The Rise of the Rental Model in Fashion

Urban Outfitters’ introduction of their new women’s subscription offering allowing consumers to rent 6 items of clothing per month, is the first move of an established mainstream brand into this growing business model. Launching in the summer in the US, Nuuly costs $88 per month and will give users an average of $800 of clothing each and every month. Is this a fad or is this the first of many retailers to take this route?

Clothing subscription models have been around for some years with the likes of Thread and The Chapar providing curated products in menswear either through a personal styling or send and return model. Other startups like Wear the Walk and Le Tote offer subscription based rental services already but Urban Outfitters is the first established brand to actually change the established purchase and keep approach.

So why would a consumer want to rent their clothes instead of buying them outright?

Newness – personal image in the age of social media is big bucks. We’ve all heard of people who buy clothes online, take a selfie for Instagram and then return the products. Companies like ASOS are getting savvy to this and recently promised to seek out people who abuse the system and potentially blacklist them! Having new outfits each month, delivered to your door starts to eliminate these practices and keeps consumers at the forefront of fashion.

Personalisation – with the rise of styling services, AI and better fit technology, you can get a curated offering based on your personal preferences sent to you in a size that you know will fit. Whilst personal choice will still be a critical factor, the ability to find outfits that are selected just for you in an instant will increase the appeal and reduce the time taken to search endless options.

Cost – Maintaining constant newness in the modern age can become a costly affair so moving to a rental model can be a much more cost effective approach for the consumer. Take ‘Wear the Walk’ – renting a £500 dress for a wedding might only cost you £80. You can be assured that it’s delivered to you professionally cleaned and ready to wear and the likelihood of you wearing it another 4 times to other events is probably pretty slim so it’s a great return on your investment. This also opens up a new world of more premium clothing to a wider group of users who were potentially excluded due to the high cost.

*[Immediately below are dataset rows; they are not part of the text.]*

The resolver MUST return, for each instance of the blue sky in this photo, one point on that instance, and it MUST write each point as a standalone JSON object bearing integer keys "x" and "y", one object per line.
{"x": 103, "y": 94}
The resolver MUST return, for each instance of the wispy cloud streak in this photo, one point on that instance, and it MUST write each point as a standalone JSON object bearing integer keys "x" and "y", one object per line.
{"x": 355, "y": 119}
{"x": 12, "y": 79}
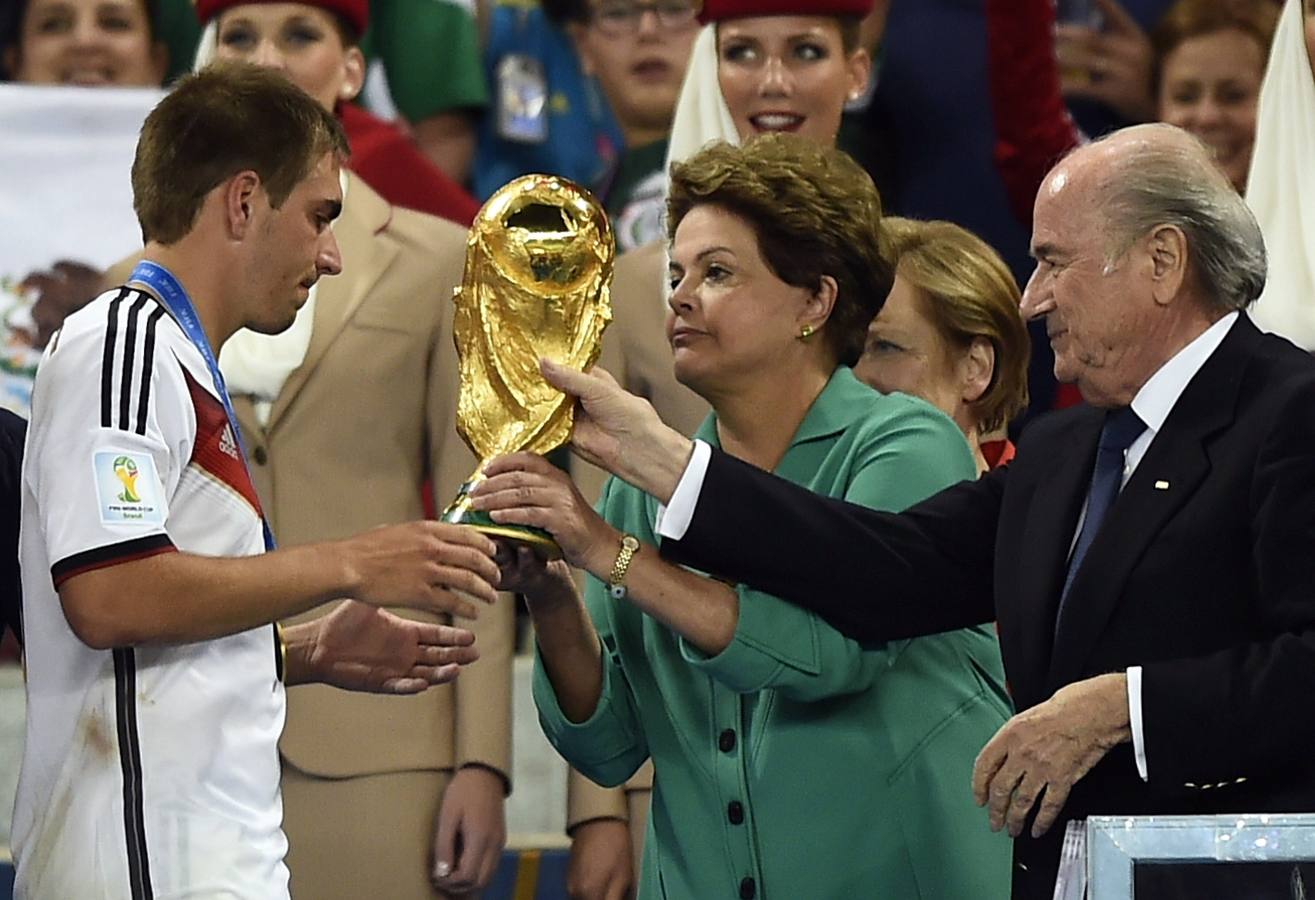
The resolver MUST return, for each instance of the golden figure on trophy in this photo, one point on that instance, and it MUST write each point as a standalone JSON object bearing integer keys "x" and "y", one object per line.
{"x": 538, "y": 271}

Sustainability – more altruistically, consumers are now more and more concerned about the impact of the clothing industry on the planet. With the fashion industry being one of the biggest polluters in the world, moving to a sharing economy makes perfect sense. As the second biggest consumer of freshwater and creating more greenhouse gasses than all of the international flights and maritime shipping combined, the fashion industry is coming increasingly under the spotlight. Whilst the ‘fast fashion’ throwaway culture may start to decline, the desire for newness plays more into the hands of the rental business model.

Photo by Thomas Millot on Unsplash

Ease of access – a big blocker historically would’ve been the time taken by the consumer to use the service. The supply chain has pretty much evolved to the state where it’s now exceptionally easy to get and return products, reducing purchasing friction. Final mile delivery services are evolving so that you can get something delivered to your location, at a time that suits you, and you can return items in the same way.

So as a model, the rewards are increasing and the friction is decreasing – all positive signals that the model is likely to grow over the coming years. And whilst it might not replace the ownership of clothes completely (nobody wants to rent a pair of socks!), the renting of clothing is likely to gain a strong foothold particularly in the premium to luxury markets as the cost of accessing outfits that were previously out of reach, suddenly becomes much more attainable.